Şu sıralar işim futbol.
Almanya’daki 2006 Dünya Kupası’nı izlerken, hangi şehirdi unuttum, istasyonun karşısındaki bir barın, Bremen’deki deyişle bir ‘kneipe’nin kapısına kocaman bezden bir pankart açmışlardı:
Hoş geldiniz futbol kaçıkları!
Aynı kentteki yerel bir Alman gazetesinin manşeti daha da ilginçti:
Dünya Kupası dulları!
Bir yanda ‘futbol kaçıkları’, diğer yanda turnuva boyunca kocalarını çaresiz kaybeden kadınlar, yani ‘futbol dulları’...
N’apalım?..
Gdansk’ın göbeğinde çoğunluk Almanlarda. Yunanlıların da sesi çıkıyor ama daha cılız...
İki taraf da kendinden emin.
Yunanlar, Angela Merkel’in kafasının peşinde. Moral olarak, ekonomik olarak büyük bir çöküntü yaşayan Yunanlılar için Almanya maçı çoktan futbol maçı olmaktan çıkmış, siyasi bir intikam aracına dönüşmüş...
Bu noktaya değinen bir İngiliz yorumcu şunları eklemiş:
“Hollandalıların futbol becerisi, İspanyolların futbol inceliği, İtalyanların futbol kültürü ve Almanların otomatiğe bağlanmış futbol disiplininden yoksun olan Yunanlıların da savaşçı bir ruhu var.”
Yunanistan Lizbon’da, 2004’te Avrupa Şampiyonu olurken efsaneleşen ve bu seferki turnuvada Rusya’yı eleyen tek golü atan emektar Karagounis abartıyor olsa da, şöyle diyordu dünkü gazetelerde:
“Biz savaşan bir takımız. Bir ve beraber olunca bizi kimse durduramaz.”
Yunan gazetelerinin manşetlerine bakıyorum internetten, çığlık çığlığa hepsi. Futbol, futbol olmaktan çıkmış. Aman Allah’ım öylesine manşetler ki, kupayı değil Alman Başbakanı Merkel’in kellesini istiyorlar.
Futbol mu, savaş mı?
Bir başlık ilginç:
“Almanya’yı euro’dan atın!”
Olabilir mi?
Klasik deyişle, futbol her türlü sonuca açık bir oyun, onun için de güzel.
Almanların hocası Joachim Löw’ün sözlerini okuyorum. Sporla politika arasına kalın bir çizgi çekme çabasında...
Kendi futbol felsefesinin değişmediğini belirtiyor. Savunmayı elbette önemsediğini, ancak ‘hücum futbolu’ anlayışını koruduğunu söylüyor.

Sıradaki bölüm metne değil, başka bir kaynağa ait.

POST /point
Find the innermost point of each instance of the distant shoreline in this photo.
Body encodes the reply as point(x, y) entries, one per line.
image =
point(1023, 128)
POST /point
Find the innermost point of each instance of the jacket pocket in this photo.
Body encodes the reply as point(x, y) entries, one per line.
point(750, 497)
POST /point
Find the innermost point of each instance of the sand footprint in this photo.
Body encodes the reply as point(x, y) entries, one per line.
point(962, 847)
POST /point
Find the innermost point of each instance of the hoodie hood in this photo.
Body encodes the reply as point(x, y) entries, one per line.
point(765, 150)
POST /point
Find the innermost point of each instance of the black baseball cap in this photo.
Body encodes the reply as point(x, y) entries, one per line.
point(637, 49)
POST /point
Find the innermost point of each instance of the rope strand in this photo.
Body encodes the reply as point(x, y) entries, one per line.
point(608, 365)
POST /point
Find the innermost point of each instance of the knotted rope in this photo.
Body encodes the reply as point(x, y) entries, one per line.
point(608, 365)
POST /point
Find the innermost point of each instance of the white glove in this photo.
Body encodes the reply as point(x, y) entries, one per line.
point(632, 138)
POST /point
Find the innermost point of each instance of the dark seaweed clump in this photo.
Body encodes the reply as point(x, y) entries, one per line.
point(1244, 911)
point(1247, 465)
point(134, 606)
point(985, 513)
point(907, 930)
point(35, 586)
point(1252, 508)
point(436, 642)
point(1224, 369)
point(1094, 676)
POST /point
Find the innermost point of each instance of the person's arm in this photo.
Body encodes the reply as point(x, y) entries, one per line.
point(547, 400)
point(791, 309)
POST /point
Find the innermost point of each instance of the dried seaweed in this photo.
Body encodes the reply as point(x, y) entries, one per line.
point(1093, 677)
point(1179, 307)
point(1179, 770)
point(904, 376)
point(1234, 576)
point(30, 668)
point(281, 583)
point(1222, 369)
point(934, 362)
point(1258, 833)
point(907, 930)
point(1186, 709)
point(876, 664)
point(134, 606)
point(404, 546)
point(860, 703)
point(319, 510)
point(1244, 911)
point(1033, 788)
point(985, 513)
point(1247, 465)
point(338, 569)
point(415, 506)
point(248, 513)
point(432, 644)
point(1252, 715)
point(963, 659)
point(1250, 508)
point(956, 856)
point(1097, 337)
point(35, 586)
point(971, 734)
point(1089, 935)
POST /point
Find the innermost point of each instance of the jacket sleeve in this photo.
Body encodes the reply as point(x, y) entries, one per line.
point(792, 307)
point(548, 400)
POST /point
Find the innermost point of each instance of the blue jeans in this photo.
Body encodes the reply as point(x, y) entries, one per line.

Sağ ve sol beklerin, takım kaptanı Lahm’la Baoteng’in yalnız savunma değil, ileriye fırlayan önemli hücum elemanları olduğunun altını çiziyor.
Mesut’la Schweinsteiger’ın savunma dörtlüsünün önünde ileri-geri yorulmak bilmez motor rollerine değiniyor. Bu arada Mesut Özil’le ilgili olarak şunu belirtiyor:
“Özil mükemmel bir oyuncu. Hem topu fevkalade kullanıyor, hem çok iyi pas dağıtıyor, hem de çok koşuyor. Ama takım arkadaşlarının da ona çok daha fazla seçenek sunmaları, alan yaratmaları lazım.”
Alman takımı gerçekten tank gibi. Hemen herkesin favorisi. Joachim Löw’ün altı yıldır inatla, sabırla üstünde çalıştığı bir takım şimdi ‘Alman futbol makinesi’ne dönüşmüş durumda.
Yunanistan ne yapabilir?
Bir gol atıp üstüne yatabilir mi?
‘Çanakkale geçilmez’i oynayabilir mi?
Kolay değil.
Haydi maça maça!
İnşallah gökyüzündeki yıldızlar gol olup yağar.
* * *
Yunanistan, bir mucizeye ve politikaya bel bağlamıştı Almanya karşısında.
Ama olmadı.
Futbolun gerçeği ağır bastı.
Almanya karşısında bir kaç gömlek hafif kaldı Yunanistan.
Almanlar özellikle ilk yarıda çok üstündü. Yüzde 70’lik top hakimiyetiyle ezdiler Yunanistan’ı, top göstermediler.
Mirasyedi zihniyetiyle gol fırsatlarını birbiri ardından harcamamış olsalar, daha ilk yarıda maçı koparabilirdi Almanlar.
Mesut Özil yine muhteşemdi.
Sahanın her yerindeydi. Hem sağda hem solda, hem ileride hem geride. Sahada basmadık yer bırakmadı. Yaratıcıydı, sürekli pozisyon yarattı. Yırtıcıydı, durmaksızın mücadele etti, koştu.
Khedira da maçın yıldızlarından biriydi, attığı gol de muhteşemdi.
Klose aksadı ama kendisine özgü kafa golüyle maçı koparan golcü oldu.
Alman futbol makinası yoluna devam ediyor. Bakalım onu durduran çıkacak mı yarı finalde?..
Yarı finalde karşısına ya İngiltere, ya İtalya çıkacak.
Euro 2012’de heyecan dalgası gitgide büyüyor.